Critici ANIEF e UIL. «Non riusciamo a comprendere – dice a Repubblica Domenico Pantaleo, leader della Flc Cgil – la logica di questa norma e cosa si intenda per “risultati”». Il fatto è che in Italia, al momento, non  esiste un sistema di valutazione testato. L'unico che in prospettiva potrebbe essere utilizzato è quello del Miur che prevede la convergenza di Invalsi, Indire e un corpo ispettivo, nonché un'analisi auto-valutativa delle istituzioni scolastiche. Approvato dal Consiglio dei Ministri, questo sistema non ha ancora iniziato il suo iter parlamentare (anche perché da cinque anni si attendono ancora gli esiti del concorso per la selezione di 145 "dirigenti tecnici"). «Che senso ha – spiegano dalla Cgil – legare le risorse per il funzionamento ad ipotetici risultati ancora tutti da verificare?".

«Al di là del fatto che non si comprende quali "risultati" dovranno conseguire le scuole, visto che il grado d’istruzione raggiunto dagli alunni non può essere legato solo alla bravura dei loro insegnanti e dei dirigenti a capo degli istituti, ma anche a diversi altri fattori come il contesto familiare, sociale ed economico, sorprende davvero – sottolinea l'Anief – che si continui a introdurre ‘paletti’ al fine di perseverare nel taglio di quei finanziamenti per l’organizzazione e la manutenzione ordinaria delle scuole già oggi largamente insufficienti».

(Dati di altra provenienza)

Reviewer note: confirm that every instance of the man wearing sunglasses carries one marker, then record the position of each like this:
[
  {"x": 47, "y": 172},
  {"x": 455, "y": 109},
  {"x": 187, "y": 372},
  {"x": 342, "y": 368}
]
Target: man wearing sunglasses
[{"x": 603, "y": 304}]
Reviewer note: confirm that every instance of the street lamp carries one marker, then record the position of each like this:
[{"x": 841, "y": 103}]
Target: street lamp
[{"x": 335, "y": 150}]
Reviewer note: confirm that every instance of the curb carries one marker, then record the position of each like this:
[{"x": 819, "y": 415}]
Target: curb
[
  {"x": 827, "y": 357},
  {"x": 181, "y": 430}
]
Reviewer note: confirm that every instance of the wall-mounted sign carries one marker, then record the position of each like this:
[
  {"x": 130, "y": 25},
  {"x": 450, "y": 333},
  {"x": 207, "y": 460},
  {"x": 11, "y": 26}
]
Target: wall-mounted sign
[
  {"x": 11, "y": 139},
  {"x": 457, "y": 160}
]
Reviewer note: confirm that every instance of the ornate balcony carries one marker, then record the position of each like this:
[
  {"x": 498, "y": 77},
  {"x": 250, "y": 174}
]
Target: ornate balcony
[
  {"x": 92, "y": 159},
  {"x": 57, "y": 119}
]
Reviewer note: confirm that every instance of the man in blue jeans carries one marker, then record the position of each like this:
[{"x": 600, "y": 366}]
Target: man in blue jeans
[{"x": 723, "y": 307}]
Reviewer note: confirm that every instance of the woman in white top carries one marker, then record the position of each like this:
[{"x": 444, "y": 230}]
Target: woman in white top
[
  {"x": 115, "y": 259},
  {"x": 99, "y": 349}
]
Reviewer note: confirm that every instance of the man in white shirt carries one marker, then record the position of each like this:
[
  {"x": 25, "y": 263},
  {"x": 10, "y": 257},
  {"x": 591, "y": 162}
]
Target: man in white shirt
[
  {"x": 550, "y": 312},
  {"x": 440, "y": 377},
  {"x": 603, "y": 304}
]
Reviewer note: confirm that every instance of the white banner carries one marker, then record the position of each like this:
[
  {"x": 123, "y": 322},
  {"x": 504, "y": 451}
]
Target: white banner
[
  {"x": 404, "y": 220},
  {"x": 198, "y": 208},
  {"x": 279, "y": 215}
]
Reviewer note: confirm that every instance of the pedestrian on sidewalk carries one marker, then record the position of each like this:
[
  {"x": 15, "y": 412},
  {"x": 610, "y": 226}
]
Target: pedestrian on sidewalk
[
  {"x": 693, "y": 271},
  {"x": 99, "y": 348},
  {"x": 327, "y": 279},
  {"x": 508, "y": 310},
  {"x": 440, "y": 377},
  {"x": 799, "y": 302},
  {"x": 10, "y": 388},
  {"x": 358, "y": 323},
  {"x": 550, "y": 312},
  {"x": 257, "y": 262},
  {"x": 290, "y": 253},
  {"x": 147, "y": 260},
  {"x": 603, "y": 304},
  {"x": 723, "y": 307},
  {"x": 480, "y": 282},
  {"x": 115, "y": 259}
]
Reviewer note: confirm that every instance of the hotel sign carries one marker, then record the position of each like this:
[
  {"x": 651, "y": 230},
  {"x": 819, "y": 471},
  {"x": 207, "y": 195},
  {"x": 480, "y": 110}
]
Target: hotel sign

 «E' una norma scritta in modo approssimativo – spiega Massimo Di Menna, leader della Uil Scuola, a Repubblica – La cosa migliore è che il prossimo governo non tenga conto di questo provvedimento scritto con superficialità». Non che un sistema di valutazione efficace non sia necessario anche in Italia, ma occorrono degli anni per metterlo in atto. Anche perché non si vanno a prendere in considerazione, criteri come l'estrazione sociale-economica-culturale in cui operano le istituzioni scolastiche, si rischia di travisare completamente quello che dovrebbe essere un criterio "premiale", trasformandolo in un mero trasferimento di soldi verso le scuole già "avvantaggiate". Ma in ogni caso, Di Menna dice:  «Ammesso che si possano verificare gli apprendimenti, qual è la ratio che porta a tagliare le risorse alle scuole con risultati peggiori? Semmai, occorrerebbe assegnare a queste scuole più risorse».